The facility, that has been availed for three years, will be used for DAE's general corporate purposes, it said.
Omar bin Sulaiman, DAE Group Managing Director, said: "This facility will allow DAE to continue its impressive growth into a world-class global aerospace business. DAE is determined to support Dubai's continued emergence as a globally-renowned aerospace centre and aviation hub."
Finance experts view the deal as "secure and low risk" as it is backed by the government.
According to experts, in spite of the massive size of the deal, it may not necessarily result in optimism for entities seeking heavy refinancing. "In the region in general, we are facing low liquidity, there is a funding shortage. This deal is government backed, which makes it secure and low risk. I do not think it is indicative of any optimism in financing. The syndicated finance market is far more affected by events at Global Investment House and is presently going through a tough phase," said Raj Madha, Director of equity research at EFG Hermes.
Meanwhile, the Abu Dhabi Islamic Bank on Saturday agreed to a Dh1.45 billion financing for two engineering contractors to assist the development and expansion of the Zayed University campus in Abu Dhabi.

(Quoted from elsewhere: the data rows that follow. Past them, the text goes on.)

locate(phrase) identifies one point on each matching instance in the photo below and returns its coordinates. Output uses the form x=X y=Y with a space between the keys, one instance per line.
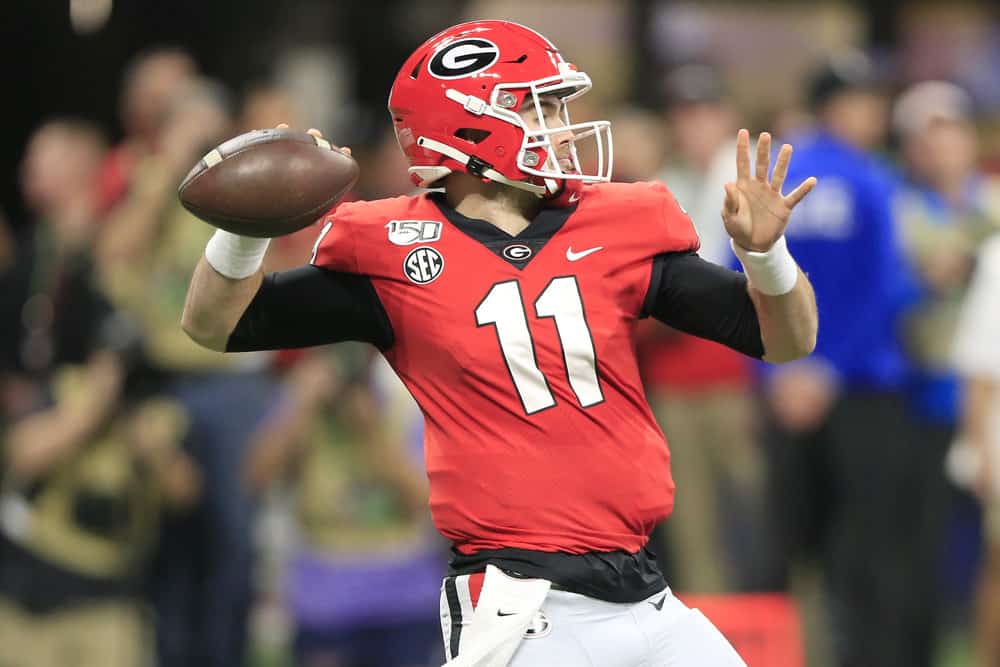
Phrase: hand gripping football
x=268 y=183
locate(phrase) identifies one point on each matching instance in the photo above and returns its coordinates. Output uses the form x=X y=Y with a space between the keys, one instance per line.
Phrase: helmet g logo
x=463 y=58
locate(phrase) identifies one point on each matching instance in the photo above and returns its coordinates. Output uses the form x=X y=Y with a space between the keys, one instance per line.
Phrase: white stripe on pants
x=585 y=632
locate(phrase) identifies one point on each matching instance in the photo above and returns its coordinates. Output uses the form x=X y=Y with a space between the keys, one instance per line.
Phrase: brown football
x=268 y=182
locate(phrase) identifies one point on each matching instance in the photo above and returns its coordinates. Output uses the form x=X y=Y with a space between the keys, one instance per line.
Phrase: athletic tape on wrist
x=235 y=256
x=773 y=272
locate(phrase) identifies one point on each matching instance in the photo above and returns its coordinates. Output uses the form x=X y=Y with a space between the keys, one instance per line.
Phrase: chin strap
x=480 y=168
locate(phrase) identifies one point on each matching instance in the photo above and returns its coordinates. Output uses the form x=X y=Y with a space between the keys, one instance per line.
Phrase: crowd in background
x=164 y=504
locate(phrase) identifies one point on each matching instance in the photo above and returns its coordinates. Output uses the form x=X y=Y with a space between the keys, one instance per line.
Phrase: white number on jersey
x=560 y=300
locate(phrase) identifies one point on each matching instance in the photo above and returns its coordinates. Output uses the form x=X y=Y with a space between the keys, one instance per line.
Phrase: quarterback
x=506 y=300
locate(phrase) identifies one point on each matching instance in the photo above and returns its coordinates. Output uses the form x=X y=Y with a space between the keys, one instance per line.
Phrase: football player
x=506 y=301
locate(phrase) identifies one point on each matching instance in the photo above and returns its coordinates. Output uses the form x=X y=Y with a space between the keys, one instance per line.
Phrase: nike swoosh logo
x=576 y=256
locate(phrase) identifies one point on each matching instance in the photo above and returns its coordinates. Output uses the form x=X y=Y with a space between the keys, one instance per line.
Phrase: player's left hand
x=755 y=212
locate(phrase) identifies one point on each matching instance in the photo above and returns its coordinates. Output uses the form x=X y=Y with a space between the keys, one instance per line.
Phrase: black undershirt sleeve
x=308 y=306
x=704 y=299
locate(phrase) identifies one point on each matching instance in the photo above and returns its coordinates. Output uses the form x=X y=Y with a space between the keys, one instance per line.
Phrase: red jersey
x=520 y=352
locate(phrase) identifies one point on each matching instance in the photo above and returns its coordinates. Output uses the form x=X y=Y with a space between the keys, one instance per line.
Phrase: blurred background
x=164 y=505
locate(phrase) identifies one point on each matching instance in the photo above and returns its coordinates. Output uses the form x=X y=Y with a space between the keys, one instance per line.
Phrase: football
x=268 y=183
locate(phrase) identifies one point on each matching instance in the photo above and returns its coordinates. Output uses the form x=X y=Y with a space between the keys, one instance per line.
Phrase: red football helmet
x=455 y=106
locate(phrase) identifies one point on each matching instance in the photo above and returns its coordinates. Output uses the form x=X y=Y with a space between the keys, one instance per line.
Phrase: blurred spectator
x=363 y=585
x=149 y=85
x=59 y=309
x=699 y=390
x=843 y=466
x=202 y=580
x=945 y=210
x=977 y=358
x=85 y=479
x=88 y=455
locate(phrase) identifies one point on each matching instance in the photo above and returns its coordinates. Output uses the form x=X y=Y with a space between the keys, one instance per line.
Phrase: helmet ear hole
x=472 y=135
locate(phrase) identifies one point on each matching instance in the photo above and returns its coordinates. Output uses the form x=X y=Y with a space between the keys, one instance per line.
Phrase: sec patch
x=423 y=265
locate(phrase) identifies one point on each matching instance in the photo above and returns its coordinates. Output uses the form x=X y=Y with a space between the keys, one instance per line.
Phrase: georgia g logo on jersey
x=464 y=57
x=423 y=265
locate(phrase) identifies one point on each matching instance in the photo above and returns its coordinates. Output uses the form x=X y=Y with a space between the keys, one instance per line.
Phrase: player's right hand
x=316 y=133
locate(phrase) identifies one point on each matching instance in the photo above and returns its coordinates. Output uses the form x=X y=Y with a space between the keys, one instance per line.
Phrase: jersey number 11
x=503 y=307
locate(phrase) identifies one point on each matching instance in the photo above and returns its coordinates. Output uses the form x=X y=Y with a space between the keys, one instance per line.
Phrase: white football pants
x=572 y=630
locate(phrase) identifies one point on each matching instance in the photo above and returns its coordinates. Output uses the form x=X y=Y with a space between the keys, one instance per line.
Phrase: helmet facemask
x=538 y=156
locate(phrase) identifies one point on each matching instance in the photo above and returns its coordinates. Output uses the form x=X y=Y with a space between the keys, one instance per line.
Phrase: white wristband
x=773 y=272
x=235 y=256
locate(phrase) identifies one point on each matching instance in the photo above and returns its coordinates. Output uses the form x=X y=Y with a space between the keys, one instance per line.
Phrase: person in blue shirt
x=840 y=435
x=946 y=210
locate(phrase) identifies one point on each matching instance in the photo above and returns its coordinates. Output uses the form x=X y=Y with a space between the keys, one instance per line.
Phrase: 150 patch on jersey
x=423 y=265
x=408 y=232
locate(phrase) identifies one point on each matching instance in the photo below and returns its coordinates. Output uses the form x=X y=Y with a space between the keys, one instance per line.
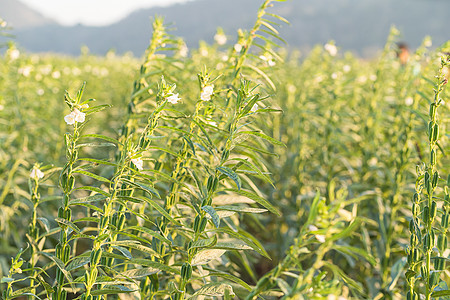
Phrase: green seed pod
x=61 y=212
x=203 y=224
x=430 y=131
x=210 y=183
x=66 y=253
x=68 y=214
x=416 y=198
x=216 y=182
x=425 y=214
x=225 y=155
x=433 y=157
x=121 y=222
x=414 y=240
x=440 y=243
x=416 y=254
x=433 y=210
x=196 y=223
x=439 y=263
x=186 y=271
x=436 y=132
x=435 y=179
x=432 y=111
x=71 y=183
x=433 y=279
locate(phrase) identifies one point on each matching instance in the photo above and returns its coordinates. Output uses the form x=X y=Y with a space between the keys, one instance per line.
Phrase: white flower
x=173 y=98
x=220 y=39
x=75 y=116
x=409 y=101
x=13 y=54
x=79 y=116
x=56 y=74
x=320 y=238
x=207 y=92
x=184 y=51
x=36 y=173
x=69 y=119
x=138 y=163
x=331 y=49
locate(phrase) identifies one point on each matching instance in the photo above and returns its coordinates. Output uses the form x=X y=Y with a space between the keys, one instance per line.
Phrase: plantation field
x=238 y=170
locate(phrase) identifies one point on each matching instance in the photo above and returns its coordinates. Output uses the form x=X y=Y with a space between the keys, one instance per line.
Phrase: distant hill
x=358 y=25
x=20 y=16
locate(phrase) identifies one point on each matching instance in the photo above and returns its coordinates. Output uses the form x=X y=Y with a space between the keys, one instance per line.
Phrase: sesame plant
x=429 y=223
x=234 y=170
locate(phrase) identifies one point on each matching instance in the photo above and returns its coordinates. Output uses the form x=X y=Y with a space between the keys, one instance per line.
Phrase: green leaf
x=153 y=264
x=214 y=216
x=205 y=243
x=440 y=293
x=205 y=256
x=137 y=273
x=263 y=136
x=112 y=290
x=257 y=199
x=97 y=177
x=231 y=174
x=142 y=187
x=244 y=209
x=103 y=137
x=68 y=223
x=78 y=262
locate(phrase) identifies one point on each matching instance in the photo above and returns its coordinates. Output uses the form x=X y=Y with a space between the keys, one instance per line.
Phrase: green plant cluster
x=233 y=171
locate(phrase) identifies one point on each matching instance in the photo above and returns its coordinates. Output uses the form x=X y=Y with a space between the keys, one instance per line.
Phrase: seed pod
x=414 y=240
x=430 y=131
x=61 y=212
x=210 y=183
x=439 y=263
x=186 y=271
x=203 y=224
x=416 y=254
x=66 y=253
x=121 y=222
x=433 y=210
x=435 y=179
x=196 y=223
x=425 y=214
x=436 y=132
x=433 y=279
x=433 y=157
x=432 y=111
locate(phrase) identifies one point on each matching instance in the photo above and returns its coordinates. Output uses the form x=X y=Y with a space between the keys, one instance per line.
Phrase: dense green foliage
x=237 y=171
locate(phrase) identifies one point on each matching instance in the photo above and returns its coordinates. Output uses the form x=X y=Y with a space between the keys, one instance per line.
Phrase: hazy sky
x=91 y=12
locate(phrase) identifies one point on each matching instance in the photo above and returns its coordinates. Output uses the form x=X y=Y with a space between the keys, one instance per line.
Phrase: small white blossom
x=75 y=116
x=173 y=98
x=409 y=101
x=138 y=163
x=56 y=74
x=207 y=92
x=331 y=49
x=184 y=51
x=69 y=119
x=320 y=238
x=13 y=54
x=220 y=39
x=36 y=173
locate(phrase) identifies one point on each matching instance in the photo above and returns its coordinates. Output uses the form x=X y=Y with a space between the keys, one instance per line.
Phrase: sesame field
x=234 y=170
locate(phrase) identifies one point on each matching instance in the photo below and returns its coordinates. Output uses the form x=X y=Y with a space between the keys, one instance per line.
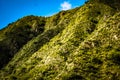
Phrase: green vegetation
x=78 y=44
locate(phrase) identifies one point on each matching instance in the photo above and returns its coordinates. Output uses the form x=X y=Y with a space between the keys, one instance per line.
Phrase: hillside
x=77 y=44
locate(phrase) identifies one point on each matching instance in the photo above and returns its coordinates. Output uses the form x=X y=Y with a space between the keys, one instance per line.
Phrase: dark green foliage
x=77 y=44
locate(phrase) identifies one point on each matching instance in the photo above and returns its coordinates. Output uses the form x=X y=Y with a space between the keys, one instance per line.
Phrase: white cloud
x=65 y=6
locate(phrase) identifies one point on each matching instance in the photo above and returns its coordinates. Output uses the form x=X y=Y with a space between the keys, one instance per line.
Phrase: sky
x=12 y=10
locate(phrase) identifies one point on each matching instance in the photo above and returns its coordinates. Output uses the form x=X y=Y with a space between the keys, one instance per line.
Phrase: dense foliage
x=78 y=44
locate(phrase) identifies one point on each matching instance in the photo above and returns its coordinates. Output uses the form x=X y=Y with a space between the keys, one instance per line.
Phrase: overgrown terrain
x=78 y=44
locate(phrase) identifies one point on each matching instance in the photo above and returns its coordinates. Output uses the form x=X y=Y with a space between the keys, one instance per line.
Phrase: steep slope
x=83 y=43
x=17 y=34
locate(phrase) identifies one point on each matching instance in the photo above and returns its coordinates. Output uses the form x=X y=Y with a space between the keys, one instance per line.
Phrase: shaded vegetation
x=78 y=44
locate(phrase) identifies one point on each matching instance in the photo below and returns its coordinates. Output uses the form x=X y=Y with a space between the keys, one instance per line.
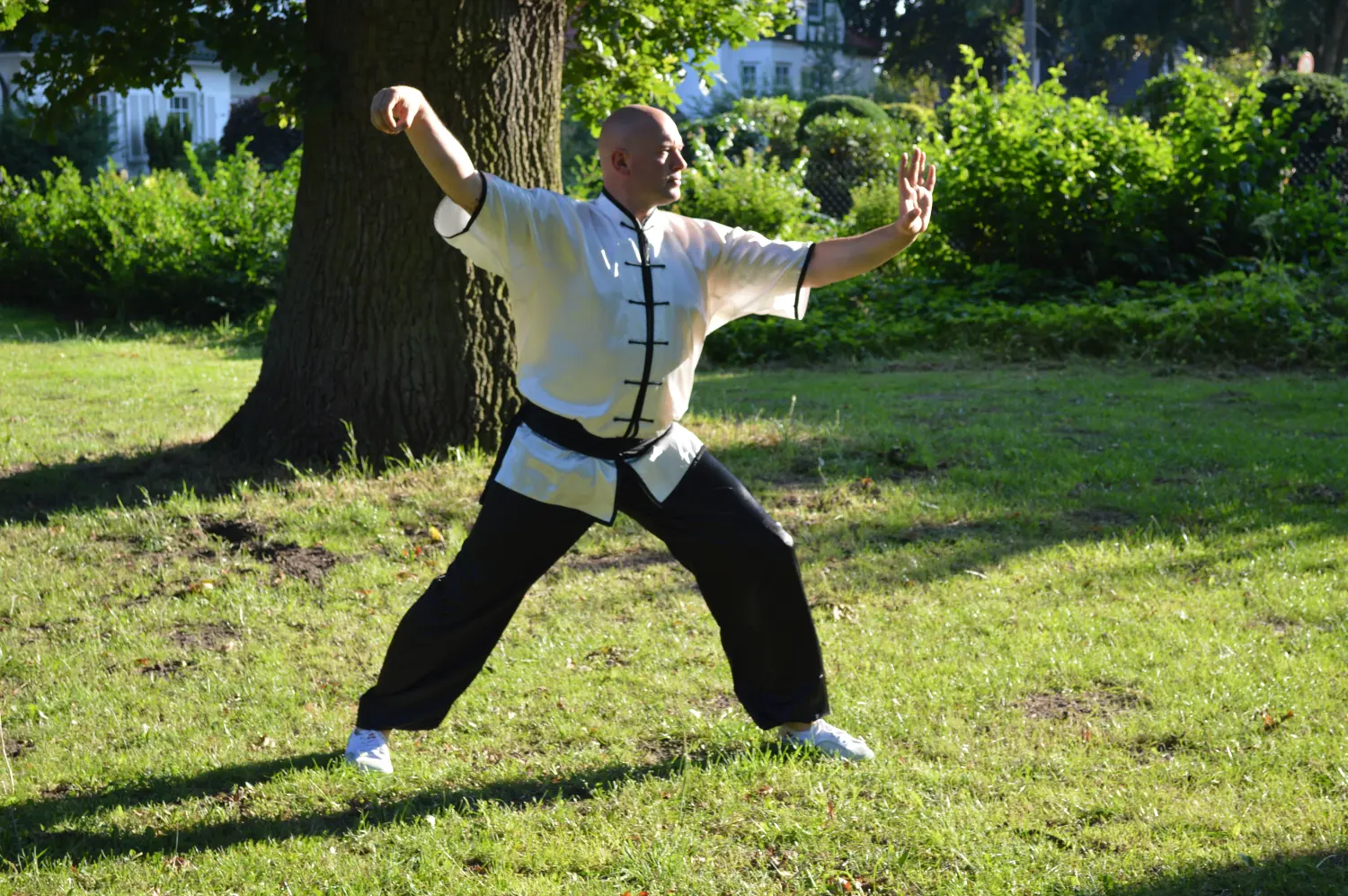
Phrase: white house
x=817 y=56
x=205 y=107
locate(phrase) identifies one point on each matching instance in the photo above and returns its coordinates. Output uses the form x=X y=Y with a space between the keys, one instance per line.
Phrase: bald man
x=612 y=301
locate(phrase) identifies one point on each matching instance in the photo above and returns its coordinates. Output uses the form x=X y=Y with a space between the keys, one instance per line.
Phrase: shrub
x=1273 y=317
x=1320 y=112
x=148 y=248
x=271 y=145
x=846 y=153
x=765 y=124
x=838 y=105
x=918 y=120
x=85 y=142
x=1231 y=164
x=749 y=193
x=1042 y=181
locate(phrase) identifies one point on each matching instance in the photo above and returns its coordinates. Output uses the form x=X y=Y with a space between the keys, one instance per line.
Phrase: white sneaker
x=368 y=750
x=832 y=740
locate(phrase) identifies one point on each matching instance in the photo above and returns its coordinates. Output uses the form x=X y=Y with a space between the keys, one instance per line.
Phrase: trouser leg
x=447 y=636
x=747 y=570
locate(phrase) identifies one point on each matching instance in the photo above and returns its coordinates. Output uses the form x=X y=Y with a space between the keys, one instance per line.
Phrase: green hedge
x=170 y=245
x=1275 y=317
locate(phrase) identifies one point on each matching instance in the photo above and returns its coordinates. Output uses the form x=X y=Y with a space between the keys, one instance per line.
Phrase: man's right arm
x=404 y=110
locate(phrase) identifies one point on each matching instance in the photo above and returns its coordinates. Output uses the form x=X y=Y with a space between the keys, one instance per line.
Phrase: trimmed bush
x=846 y=153
x=271 y=146
x=86 y=143
x=1320 y=113
x=763 y=124
x=749 y=193
x=151 y=247
x=1278 y=317
x=838 y=105
x=919 y=120
x=1043 y=181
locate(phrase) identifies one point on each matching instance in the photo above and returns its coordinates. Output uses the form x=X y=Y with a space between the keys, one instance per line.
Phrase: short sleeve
x=511 y=228
x=751 y=274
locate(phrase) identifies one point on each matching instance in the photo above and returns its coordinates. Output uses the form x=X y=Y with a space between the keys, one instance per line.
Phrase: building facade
x=205 y=107
x=817 y=56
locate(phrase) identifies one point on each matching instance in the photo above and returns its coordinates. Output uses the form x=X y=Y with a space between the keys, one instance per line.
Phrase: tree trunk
x=1334 y=38
x=380 y=325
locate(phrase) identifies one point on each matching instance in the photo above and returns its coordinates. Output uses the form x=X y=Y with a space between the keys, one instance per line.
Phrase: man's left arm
x=846 y=258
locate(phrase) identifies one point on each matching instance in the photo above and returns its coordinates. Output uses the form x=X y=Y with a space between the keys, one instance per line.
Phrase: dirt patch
x=634 y=558
x=1318 y=493
x=212 y=636
x=237 y=532
x=1065 y=705
x=309 y=563
x=949 y=534
x=162 y=667
x=16 y=747
x=1228 y=396
x=1102 y=516
x=611 y=655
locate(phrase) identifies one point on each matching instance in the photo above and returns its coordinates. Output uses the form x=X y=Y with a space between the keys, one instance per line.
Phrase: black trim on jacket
x=795 y=309
x=482 y=201
x=643 y=251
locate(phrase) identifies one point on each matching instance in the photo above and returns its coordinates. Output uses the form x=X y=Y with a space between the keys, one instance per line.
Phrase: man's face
x=655 y=159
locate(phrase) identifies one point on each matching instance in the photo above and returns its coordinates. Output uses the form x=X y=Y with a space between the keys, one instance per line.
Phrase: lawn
x=1091 y=617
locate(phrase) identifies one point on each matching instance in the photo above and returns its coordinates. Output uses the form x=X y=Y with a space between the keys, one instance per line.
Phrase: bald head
x=641 y=155
x=633 y=124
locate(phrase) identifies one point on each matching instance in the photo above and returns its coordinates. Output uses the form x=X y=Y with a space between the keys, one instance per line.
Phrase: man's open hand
x=394 y=110
x=916 y=189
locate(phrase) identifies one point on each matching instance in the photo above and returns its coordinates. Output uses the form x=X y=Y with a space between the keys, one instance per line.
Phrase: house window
x=181 y=108
x=749 y=77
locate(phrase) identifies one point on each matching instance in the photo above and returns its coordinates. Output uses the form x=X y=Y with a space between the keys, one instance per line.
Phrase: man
x=612 y=301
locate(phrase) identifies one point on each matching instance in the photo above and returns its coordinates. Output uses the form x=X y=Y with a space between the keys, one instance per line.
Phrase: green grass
x=1091 y=618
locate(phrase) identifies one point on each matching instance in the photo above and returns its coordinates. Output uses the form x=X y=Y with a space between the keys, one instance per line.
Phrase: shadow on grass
x=1323 y=874
x=37 y=833
x=37 y=492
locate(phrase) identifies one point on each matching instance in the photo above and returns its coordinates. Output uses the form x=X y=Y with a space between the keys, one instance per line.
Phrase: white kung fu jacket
x=609 y=321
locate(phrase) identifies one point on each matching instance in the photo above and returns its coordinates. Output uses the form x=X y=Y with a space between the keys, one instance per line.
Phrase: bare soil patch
x=162 y=667
x=1103 y=516
x=212 y=636
x=635 y=558
x=237 y=532
x=309 y=563
x=1065 y=704
x=1318 y=493
x=16 y=747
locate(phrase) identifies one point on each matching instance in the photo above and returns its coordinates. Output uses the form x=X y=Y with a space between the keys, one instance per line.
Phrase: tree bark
x=1334 y=38
x=380 y=326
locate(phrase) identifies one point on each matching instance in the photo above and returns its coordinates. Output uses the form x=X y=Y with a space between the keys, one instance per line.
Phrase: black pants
x=743 y=561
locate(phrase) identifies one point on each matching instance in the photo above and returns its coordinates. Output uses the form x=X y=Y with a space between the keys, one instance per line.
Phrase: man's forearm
x=846 y=258
x=445 y=158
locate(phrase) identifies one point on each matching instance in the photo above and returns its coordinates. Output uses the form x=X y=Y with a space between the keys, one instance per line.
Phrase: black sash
x=571 y=434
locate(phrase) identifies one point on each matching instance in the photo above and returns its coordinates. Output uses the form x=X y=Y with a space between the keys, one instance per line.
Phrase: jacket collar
x=615 y=210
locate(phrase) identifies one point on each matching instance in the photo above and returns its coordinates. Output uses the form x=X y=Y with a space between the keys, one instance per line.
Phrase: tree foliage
x=625 y=50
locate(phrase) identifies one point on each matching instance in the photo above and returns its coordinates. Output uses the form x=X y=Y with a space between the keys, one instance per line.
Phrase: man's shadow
x=40 y=831
x=37 y=492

Finance experts said the deals were backed by the government and what remained to be seen was the ease or difficulty with which private or small and medium enterprises get financing from banks.
"Companies with government stakeholders and big corporates with strong balance sheet position may not face problems in receiving various lines of credit at nominal rates but others especially SMEs ,which constitute a sizeable chunk, will definitely face problems during this crisis period. It remains to seen at what rates is money lent to them," said B George Ollassa, research analyst at Dun & Bradstreet South Asia.
Entities like Borse Dubai is seeking refinancing to the tune of $ 2.5bn. "These are specific deals. Backed by the government, they are low risk. I do not think it marks beginning of optimism for any other entities that are seeking heavy refinancing," said Madha.
The UAE Central Bank has advised banks to contain their loan growth rates in view of the global crisis.